Ithaca AI software will help historians better decipher, locate and date ancient texts.
The new AI model builds on a 2019 Deepmind research paper: The deciphering AI "Pythia", named after the oracle of Delphi, translates ancient Greek texts and makes translation suggestions sorted by probability.
The AI was trained with a digital dataset of Greek inscriptions and was able to significantly outperform humans in tests at the time. AI translations were about 70 percent correct, while epigraphs achieved 43 percent.
Even then, however, the AI model is a tool for human professionals. It is not meant to replace them.
Ithaca expands Pythia and strives for transparency
This also applies to the new transformer-based AI model, named after the Greek island of Ithaca from Homer's Odyssey. It extends the analysis possibilities for historians by space and time:
- In addition to assisting with translations of historical Greek inscriptions,
- the new model hypothesizes when texts were written down within the time span between 800 BC to 800 AD,
- and where they were written down, distributed over 84 ancient regions, including visualization on a map.
Ithaca is trained with a dataset of 78608 ancient Greek inscriptions. Each inscription is tagged by historians with metadata about time and place. Based on the patterns in this dataset, Ithaca then analyzes new inscriptions.
Ithaca takes into account both whole words and individual characters in the text analysis, so that word sequences such as "Once upon a time", which in their context mean more than the individual words, can be translated correctly.
The AI model creates transparency by means of a so-called saliency map: The computer vision technology visualizes with different color intensities which sequences play a more or less strong role in the prediction of text, place and date.
Decoding ancient knowledge faster
According to Deepmind, Ithaca achieved 62 percent accuracy in recovering historical texts in tests Historians managed an accuracy of only 25 percent without machine help. Working with the AI models, they achieved 72 percent accuracy.

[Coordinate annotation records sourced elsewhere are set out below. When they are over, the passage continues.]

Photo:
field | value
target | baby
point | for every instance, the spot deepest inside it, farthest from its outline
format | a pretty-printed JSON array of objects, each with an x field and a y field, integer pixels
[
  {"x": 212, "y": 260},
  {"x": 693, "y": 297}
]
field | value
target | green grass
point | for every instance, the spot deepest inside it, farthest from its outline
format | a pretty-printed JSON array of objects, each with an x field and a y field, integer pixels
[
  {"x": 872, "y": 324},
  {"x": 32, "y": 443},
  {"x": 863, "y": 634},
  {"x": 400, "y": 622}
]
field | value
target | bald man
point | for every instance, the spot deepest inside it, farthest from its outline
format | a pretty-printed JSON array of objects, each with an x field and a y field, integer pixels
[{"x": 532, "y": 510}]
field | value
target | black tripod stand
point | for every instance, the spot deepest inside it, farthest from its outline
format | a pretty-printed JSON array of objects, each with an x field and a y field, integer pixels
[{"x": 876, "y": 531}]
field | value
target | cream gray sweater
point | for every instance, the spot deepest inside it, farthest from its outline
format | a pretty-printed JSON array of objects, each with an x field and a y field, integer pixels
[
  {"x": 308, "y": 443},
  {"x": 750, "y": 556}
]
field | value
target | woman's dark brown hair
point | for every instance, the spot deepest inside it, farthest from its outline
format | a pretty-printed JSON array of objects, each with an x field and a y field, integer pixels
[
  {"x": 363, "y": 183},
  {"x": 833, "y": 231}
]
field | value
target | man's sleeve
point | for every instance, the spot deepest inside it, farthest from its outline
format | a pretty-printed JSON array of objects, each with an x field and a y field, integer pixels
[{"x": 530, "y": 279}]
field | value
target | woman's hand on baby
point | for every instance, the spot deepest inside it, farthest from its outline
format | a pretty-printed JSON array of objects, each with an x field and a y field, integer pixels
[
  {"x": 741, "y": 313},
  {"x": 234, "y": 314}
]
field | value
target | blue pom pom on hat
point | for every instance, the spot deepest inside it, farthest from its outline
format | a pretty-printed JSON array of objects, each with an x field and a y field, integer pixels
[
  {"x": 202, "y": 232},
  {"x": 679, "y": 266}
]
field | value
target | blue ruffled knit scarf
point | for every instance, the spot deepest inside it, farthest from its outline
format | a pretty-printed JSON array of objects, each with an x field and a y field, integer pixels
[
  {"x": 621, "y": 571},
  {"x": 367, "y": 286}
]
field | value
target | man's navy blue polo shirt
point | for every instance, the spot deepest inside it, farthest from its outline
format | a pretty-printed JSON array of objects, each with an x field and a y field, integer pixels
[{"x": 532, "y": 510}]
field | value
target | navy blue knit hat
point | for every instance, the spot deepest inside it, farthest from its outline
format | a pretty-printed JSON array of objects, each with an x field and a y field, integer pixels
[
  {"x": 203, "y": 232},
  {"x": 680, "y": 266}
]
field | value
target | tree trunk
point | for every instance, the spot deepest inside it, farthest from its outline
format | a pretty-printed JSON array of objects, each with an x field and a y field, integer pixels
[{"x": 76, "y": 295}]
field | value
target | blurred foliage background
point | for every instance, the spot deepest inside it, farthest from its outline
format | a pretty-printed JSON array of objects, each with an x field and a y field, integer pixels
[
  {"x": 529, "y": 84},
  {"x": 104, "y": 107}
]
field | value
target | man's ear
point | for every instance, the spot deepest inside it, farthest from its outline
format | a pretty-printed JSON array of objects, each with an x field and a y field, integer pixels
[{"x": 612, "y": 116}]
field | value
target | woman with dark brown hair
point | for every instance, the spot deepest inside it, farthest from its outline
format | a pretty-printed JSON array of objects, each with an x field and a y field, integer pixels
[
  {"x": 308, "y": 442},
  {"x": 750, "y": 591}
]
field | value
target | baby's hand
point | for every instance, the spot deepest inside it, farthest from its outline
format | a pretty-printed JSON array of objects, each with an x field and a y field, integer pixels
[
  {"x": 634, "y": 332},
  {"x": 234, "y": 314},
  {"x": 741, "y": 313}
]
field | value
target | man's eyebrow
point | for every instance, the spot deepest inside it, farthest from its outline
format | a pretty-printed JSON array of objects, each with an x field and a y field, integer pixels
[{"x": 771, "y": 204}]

Ithaca achieved an accuracy of 71 percent for the location, and the AI was able to correctly assign the time within a time span of less than 30 years. Important texts of classical Athens could thus be re-dated, which is a significant contribution to the scientific debate in ancient history, the Deepmind researchers write.
Further, Deepmind's researchers see Ithaca as a strong example of the potential of a human-AI collaboration and of using artificial intelligence to accelerate progress in other sciences. Other examples of this science boost through AI exist in the fields of materials science, mathematics, and nuclear fusion.
"We believe this is just the start for tools like Ithaca and the potential for collaboration between machine learning and the humanities," the Deepmind team writes.
It is already planning to expand the AI model to include other ancient languages, such as Latin and Maya. In addition to inscriptions, other written media such as papyri and manuscripts could also be analyzed.
The model trained so far and the research results are publicly available: Ithaca is available as an open-source model and as an interactive version in the browser.